CPEOs Cannot Treat Self-Employed Individuals and Partners as Employees

CPEOs Can’t Be Used to Transform Self-employed Individuals and Partners into Employees

The Chief Counsel’s Office advised that payments made to an individual by a CPEO for services the individual’s sole proprietor business performs for a firm of which the individual is a full-time employee are not “employee” wages and must be reported as payments to a self-employed individual under Code Sec. 6041; however, payments the CPEO makes to the individual for the services performed at the firm where he works as a full-time employee are employee wage payments reportable on Form W-2. Similarly, payments made by a CPEO to a partner in a partnership are not employee payments and are not reported on Form W-2. CCA 201916004.

Background

The Stephen Beck, Jr., Achieving a Better Life Experience (ABLE) Act of 2014 added new Code Sec. 3511 and Code Sec. 7705 relating to the federal employment tax consequences and certification requirements, respectively, of a certified professional employer organization (CPEO).

Practice Tip: By hiring a CPEO rather than a professional employer organization (PEO), a taxpayer can avoid liability for unpaid federal employment taxes where paying such taxes is the responsibility of the CPEO. If the taxpayer hires a PEO to take care of payroll, the taxpayer is still ultimately responsible for ensuring that payroll taxes are paid, and paying them if they are not.

In 2016, the IRS issued final, temporary, and proposed regulations (T.D. 9768 and REG-127561-15), upon which taxpayers could rely immediately, relating to CPEOs.

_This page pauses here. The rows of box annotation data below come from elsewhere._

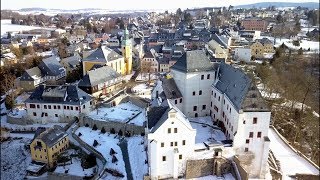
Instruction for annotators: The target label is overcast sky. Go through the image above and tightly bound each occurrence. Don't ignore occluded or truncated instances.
[1,0,318,10]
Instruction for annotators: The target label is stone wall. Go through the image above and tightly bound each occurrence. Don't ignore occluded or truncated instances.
[186,158,213,179]
[79,117,145,135]
[233,156,249,180]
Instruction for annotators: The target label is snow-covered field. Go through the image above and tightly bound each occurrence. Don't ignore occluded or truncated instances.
[268,128,319,179]
[1,19,50,36]
[75,127,127,179]
[1,138,31,180]
[127,136,148,180]
[88,102,145,126]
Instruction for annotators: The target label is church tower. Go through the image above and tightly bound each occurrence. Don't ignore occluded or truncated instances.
[121,27,132,74]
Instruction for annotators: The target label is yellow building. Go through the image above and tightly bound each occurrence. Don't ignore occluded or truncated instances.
[30,125,69,168]
[121,28,132,74]
[82,46,126,75]
[250,38,274,58]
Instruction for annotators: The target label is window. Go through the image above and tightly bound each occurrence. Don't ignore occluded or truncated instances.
[249,132,253,138]
[257,132,261,138]
[253,117,258,124]
[162,156,167,161]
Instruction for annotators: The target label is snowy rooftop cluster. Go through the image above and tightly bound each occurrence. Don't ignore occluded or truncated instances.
[88,102,145,126]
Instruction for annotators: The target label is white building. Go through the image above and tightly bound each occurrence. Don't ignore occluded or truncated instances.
[147,103,196,179]
[234,48,251,62]
[211,64,271,178]
[25,85,93,124]
[148,50,271,179]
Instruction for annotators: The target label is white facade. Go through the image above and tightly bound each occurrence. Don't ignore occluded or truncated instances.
[171,69,215,117]
[234,48,251,62]
[147,108,196,179]
[26,101,92,124]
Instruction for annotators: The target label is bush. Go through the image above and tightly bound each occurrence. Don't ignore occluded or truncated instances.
[101,127,106,134]
[110,128,116,134]
[93,140,99,147]
[118,129,123,136]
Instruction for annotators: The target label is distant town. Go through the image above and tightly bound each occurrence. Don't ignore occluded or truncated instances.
[0,3,320,180]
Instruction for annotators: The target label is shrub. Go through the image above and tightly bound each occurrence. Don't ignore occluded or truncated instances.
[93,140,99,147]
[101,127,106,134]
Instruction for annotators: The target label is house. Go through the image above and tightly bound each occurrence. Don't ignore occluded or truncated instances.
[250,38,274,58]
[25,85,93,124]
[210,63,271,178]
[147,102,196,179]
[241,18,268,32]
[170,50,215,117]
[78,66,122,95]
[20,56,66,91]
[30,125,69,168]
[234,48,251,62]
[61,53,82,74]
[82,46,126,75]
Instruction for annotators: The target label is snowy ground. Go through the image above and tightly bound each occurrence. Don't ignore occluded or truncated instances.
[54,149,96,177]
[1,19,52,36]
[127,136,148,180]
[1,138,31,180]
[268,129,319,179]
[75,127,127,179]
[88,102,145,126]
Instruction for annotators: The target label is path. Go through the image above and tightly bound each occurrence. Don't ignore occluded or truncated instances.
[119,138,133,180]
[269,128,319,179]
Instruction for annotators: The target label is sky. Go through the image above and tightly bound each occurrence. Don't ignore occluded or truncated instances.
[1,0,318,10]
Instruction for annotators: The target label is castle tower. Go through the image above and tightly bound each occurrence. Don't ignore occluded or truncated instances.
[121,27,132,74]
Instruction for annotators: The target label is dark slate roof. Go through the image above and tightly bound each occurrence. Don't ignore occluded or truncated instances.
[83,46,122,62]
[78,66,121,87]
[215,63,251,111]
[162,78,182,99]
[147,106,170,129]
[21,67,42,81]
[38,56,66,76]
[214,63,269,111]
[25,85,91,105]
[171,50,213,73]
[36,125,68,147]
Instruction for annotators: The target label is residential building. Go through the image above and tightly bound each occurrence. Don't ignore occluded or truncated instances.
[147,105,196,179]
[30,125,69,168]
[82,46,126,75]
[78,66,122,95]
[25,85,93,124]
[241,18,268,32]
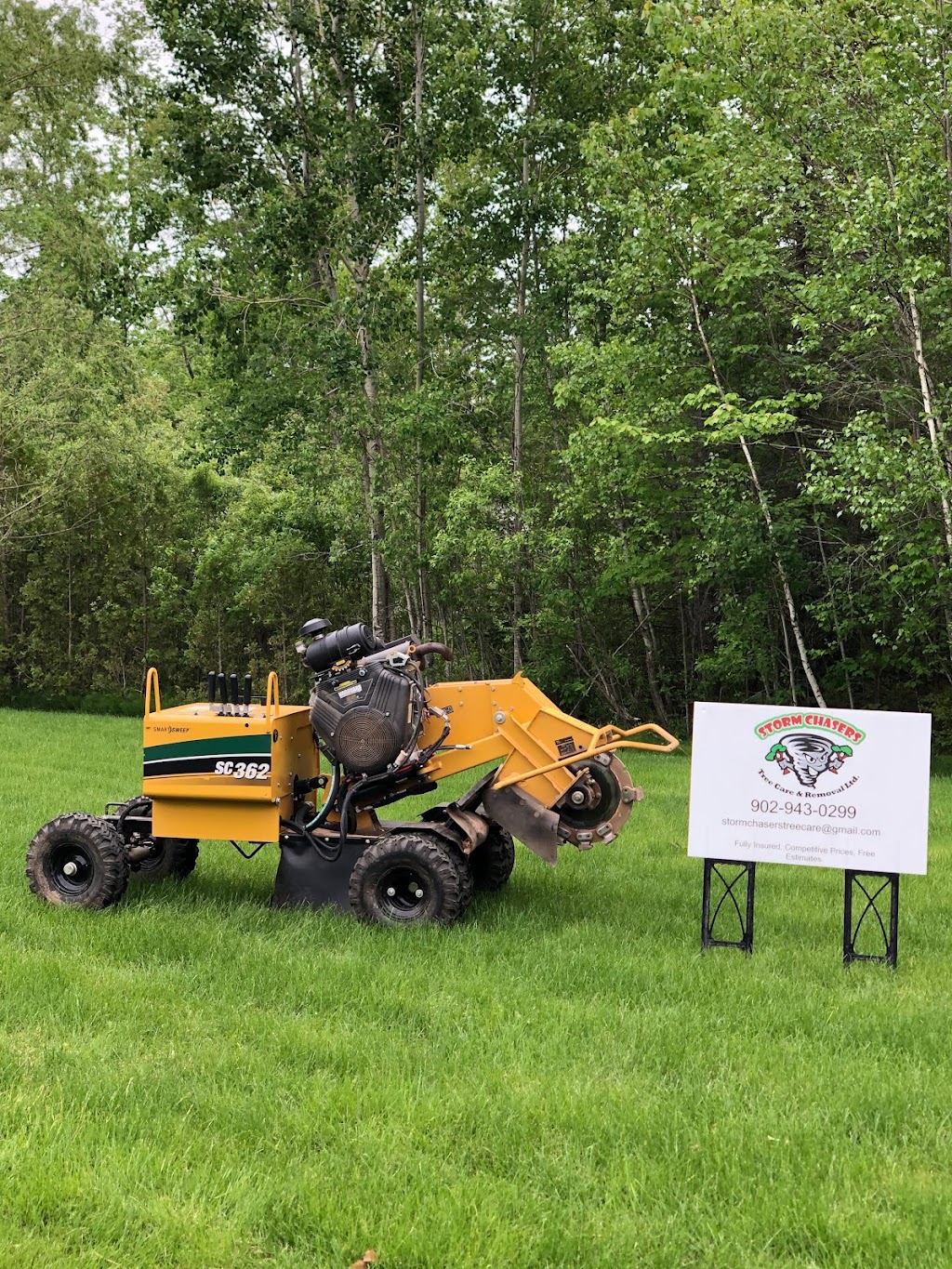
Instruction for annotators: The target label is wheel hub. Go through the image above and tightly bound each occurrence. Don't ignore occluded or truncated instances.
[377,865,429,921]
[48,842,93,898]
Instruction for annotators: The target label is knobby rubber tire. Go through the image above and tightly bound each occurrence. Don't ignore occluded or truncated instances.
[469,824,515,893]
[27,813,129,908]
[349,832,472,925]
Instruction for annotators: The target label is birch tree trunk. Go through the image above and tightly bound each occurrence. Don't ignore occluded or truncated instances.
[685,269,826,709]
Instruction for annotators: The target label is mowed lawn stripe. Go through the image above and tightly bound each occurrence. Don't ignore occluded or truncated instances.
[0,710,952,1269]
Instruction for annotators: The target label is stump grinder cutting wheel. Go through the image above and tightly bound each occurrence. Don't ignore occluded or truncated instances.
[27,618,678,925]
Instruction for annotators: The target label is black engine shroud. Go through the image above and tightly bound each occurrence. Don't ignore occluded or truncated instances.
[311,658,423,775]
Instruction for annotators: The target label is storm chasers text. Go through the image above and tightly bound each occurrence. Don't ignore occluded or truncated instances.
[757,712,866,745]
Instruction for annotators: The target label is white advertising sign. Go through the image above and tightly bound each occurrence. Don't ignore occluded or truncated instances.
[688,700,932,873]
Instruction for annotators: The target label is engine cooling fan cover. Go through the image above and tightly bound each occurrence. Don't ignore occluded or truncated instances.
[334,706,400,775]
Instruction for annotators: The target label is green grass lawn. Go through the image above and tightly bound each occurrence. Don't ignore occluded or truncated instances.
[0,710,952,1269]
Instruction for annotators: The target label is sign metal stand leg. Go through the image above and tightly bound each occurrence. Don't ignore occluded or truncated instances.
[701,859,757,954]
[843,868,899,970]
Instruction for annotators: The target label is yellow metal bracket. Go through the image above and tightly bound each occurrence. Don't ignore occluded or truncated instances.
[146,665,163,719]
[493,722,681,789]
[264,670,281,723]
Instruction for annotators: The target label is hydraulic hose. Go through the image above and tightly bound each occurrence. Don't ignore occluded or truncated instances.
[281,820,343,865]
[305,762,340,832]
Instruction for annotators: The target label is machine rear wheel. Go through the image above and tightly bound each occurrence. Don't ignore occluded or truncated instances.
[350,832,472,925]
[469,824,515,892]
[27,813,129,907]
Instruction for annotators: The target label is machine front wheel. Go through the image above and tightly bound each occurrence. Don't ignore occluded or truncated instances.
[27,813,129,907]
[350,832,472,925]
[115,797,198,880]
[469,824,515,892]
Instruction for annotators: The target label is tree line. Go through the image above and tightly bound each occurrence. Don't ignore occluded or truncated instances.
[0,0,952,734]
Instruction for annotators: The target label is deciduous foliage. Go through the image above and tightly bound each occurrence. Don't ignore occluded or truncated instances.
[0,0,952,730]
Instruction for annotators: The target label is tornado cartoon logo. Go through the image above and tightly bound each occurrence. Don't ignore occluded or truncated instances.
[767,731,853,788]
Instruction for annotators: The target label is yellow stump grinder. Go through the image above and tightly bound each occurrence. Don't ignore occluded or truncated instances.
[27,618,678,924]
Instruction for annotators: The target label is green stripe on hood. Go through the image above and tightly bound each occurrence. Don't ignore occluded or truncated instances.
[145,731,271,762]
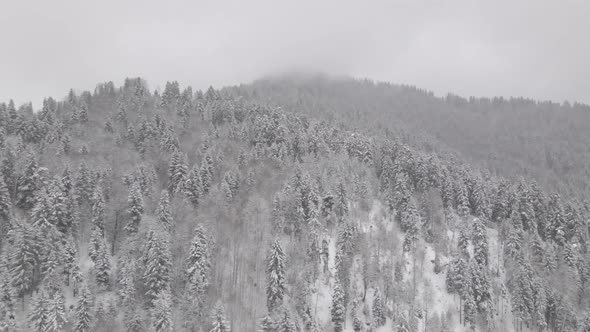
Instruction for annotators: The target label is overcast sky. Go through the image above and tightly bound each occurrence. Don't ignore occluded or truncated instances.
[0,0,590,108]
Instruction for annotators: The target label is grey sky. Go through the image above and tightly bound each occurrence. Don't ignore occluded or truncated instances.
[0,0,590,108]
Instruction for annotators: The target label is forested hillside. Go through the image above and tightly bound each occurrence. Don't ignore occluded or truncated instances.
[241,74,590,198]
[0,79,590,332]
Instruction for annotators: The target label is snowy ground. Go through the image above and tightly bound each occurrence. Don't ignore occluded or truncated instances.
[313,200,512,332]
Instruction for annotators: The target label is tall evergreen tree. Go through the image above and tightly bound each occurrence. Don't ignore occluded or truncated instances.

The proposed regulations provide general guidance regarding the federal employment tax consequences under Code Sec. 3511 for persons certified as CPEOs and their customers, as well as certain definitions under Code Sec. 7705 that are necessary to implement Code Sec. 3511. Specifically, Prop. Reg. Sec. 31.3511-1 clarifies the following terms: customer, covered employee, work site employee, work site, and self-employed individual. Prop. Reg. Sec. 31.3511-1 also provides that, in the case of a covered employee who is a work site employee, no person other than the CPEO is treated as the employer of the work site employee for purposes of federal employment taxes imposed on remuneration remitted by the CPEO to the work site employee.

Chief Counsel’s Clarifications on the Self-Employed Provisions Relating to CPEOs

In CCA 201916004, the Office of Chief Counsel stated that it had received some questions concerning language in the preamble to the CPEO proposed regulations dealing with the treatment of self-employed individuals who receive remuneration from a CPEO. According to the Chief Counsel’s Office, some tax practitioners asked for clarification of the language addressing how payments from CPEOs to self-employed individuals should be treated for employment tax purposes. The Chief Counsel’s Office began by noting that the reporting of amounts paid to self-employed individuals is provided for in Code Sec. 6041. CPEOs must report remuneration they pay to self-employed individuals in accordance with the rules under Code Sec. 6041 and other applicable provisions. Code Sec. 3511(f), for instance, provides that a self-employed individual is not a work site employee with respect to remuneration paid by a CPEO to the self-employed individual. Code Sec. 3511(c) provides that a CPEO is not treated as an employer of a self-employed individual. Consistent with these two provisions, the Chief Counsel’s Office noted, Prop. Reg. Sec. 31.3511-1(f)(2) provides that Code Sec. 3511 does not apply to any self-employed individual.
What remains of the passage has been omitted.